The Institute of Materials, Minerals and Mining in the UK has awarded Dr. Tridibesh Mukherjee, Tata Steel Group Director, Integration and Development, the 2008 Bessemer Gold Medal for his service to the steel industry.
The Institute exists to promote and develop all aspects of materials science and engineering, geology, mining and associated technologies, mineral and petroleum engineering and extraction metallurgy and is the professional body for the international materials, minerals and mining community. It awards a number of medals and prizes to recognise achievement within the profession, of which one of the most prestigious is the Bessemer Gold Medal for outstanding services to the steel industry.
Dr. Mukherjee has served as Chairman the International Iron and Steel Institute´s Technology Committee for three years to 2007. His contribution in the use of technology, as a means to competitiveness is recognised internationally.

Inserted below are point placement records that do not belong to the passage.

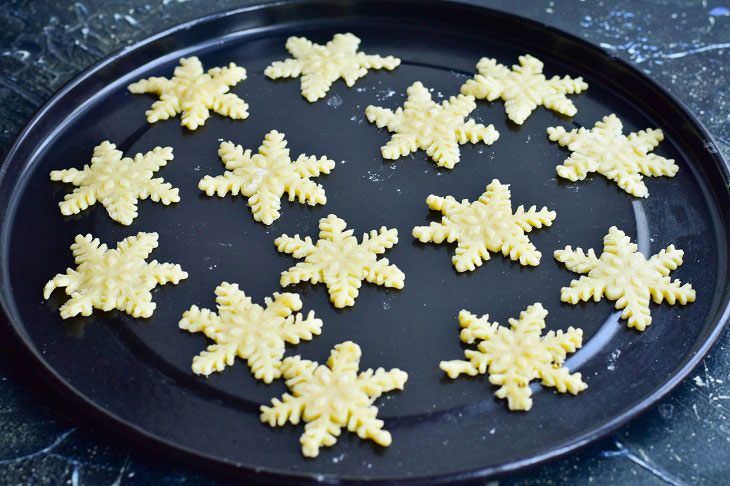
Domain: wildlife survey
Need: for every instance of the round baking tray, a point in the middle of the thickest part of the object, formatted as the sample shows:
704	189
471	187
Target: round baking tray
133	375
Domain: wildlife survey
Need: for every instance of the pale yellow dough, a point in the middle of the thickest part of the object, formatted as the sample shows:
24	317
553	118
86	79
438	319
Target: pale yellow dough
487	224
331	397
320	66
265	177
517	355
193	92
438	129
113	279
242	328
117	182
523	88
606	150
340	261
624	275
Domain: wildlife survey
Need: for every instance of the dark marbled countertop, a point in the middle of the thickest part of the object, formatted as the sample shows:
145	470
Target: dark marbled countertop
683	45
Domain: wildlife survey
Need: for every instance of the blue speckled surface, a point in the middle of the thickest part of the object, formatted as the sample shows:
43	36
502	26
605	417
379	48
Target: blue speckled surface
683	45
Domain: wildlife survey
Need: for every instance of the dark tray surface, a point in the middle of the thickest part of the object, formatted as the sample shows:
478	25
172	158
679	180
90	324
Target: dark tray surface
415	177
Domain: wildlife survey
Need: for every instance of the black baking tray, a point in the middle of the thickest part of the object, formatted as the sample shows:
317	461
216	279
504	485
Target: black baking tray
133	375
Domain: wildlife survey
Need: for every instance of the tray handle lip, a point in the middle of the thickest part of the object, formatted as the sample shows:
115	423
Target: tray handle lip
220	465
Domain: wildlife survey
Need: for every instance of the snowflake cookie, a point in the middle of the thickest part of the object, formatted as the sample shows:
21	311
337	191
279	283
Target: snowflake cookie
517	355
118	183
340	261
622	274
192	92
331	397
113	279
606	150
320	66
523	88
487	224
248	330
265	177
438	129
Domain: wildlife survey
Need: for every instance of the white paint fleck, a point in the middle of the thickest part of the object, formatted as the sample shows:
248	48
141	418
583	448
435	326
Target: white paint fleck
334	101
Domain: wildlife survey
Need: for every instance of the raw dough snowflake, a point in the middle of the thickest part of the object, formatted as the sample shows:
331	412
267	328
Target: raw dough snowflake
320	66
191	91
624	275
264	177
517	355
113	279
606	150
484	225
523	88
117	182
339	261
438	129
331	397
248	330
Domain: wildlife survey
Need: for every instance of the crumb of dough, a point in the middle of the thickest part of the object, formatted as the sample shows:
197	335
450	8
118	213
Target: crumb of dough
438	129
523	88
193	92
606	150
113	279
487	224
320	66
332	397
254	333
516	355
265	177
118	183
340	261
623	274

Dr. Mukherjee worked for British Steel from 1968 to 1971. He then
joined Tata Steel in 1971 and rose to Deputy Managing Director (Steel).
As Group Director now, he is responsible for Integration and R&D
and Technology.
The award will be presented at a dinner on 2 July in London. Dr. Mukherjee will deliver the Bessemer Lecture this year.
Previous winners of the award include Mr. J. R. D. Tata (1986), Mr. Stuart Pettifor (formerly COO of Corus, 2005), Sir Brian Moffat (formerly Chairman of British Steel, 1996) and Mr. Lakshmi Mittal (President and CEO, ArcelorMittal, 2007).
The title of Dr Mukherjee's Lecture is
Technology: Evolution and Mutation
Abstract
The iron and steel technology has evolved over ages. In the
medieval period, the "Hindoos" made steel for half a million dollars a
tonne. It was a metal for aggression. Now 1.3 billion tonnes are
produced to sustain the physical fabric of our civilisation. This
transition has seen production processes evolving, mutating and
becoming extinct. Ingots made room for slabs which today co-exists with
thin slabs, which itself is worried about thin strips gaining ground.
The Huntsman process is forgotten. The Bessemer converter and the open
hearth process, supreme till the middle of the twentieth century, find
place in the history of steel making! The blast furnace, which made its
appearance in the fifteenth century, did not meet the same fate. Today
many blast furnaces are under construction. This paper discusses what
could be behind the longevity of some technologies.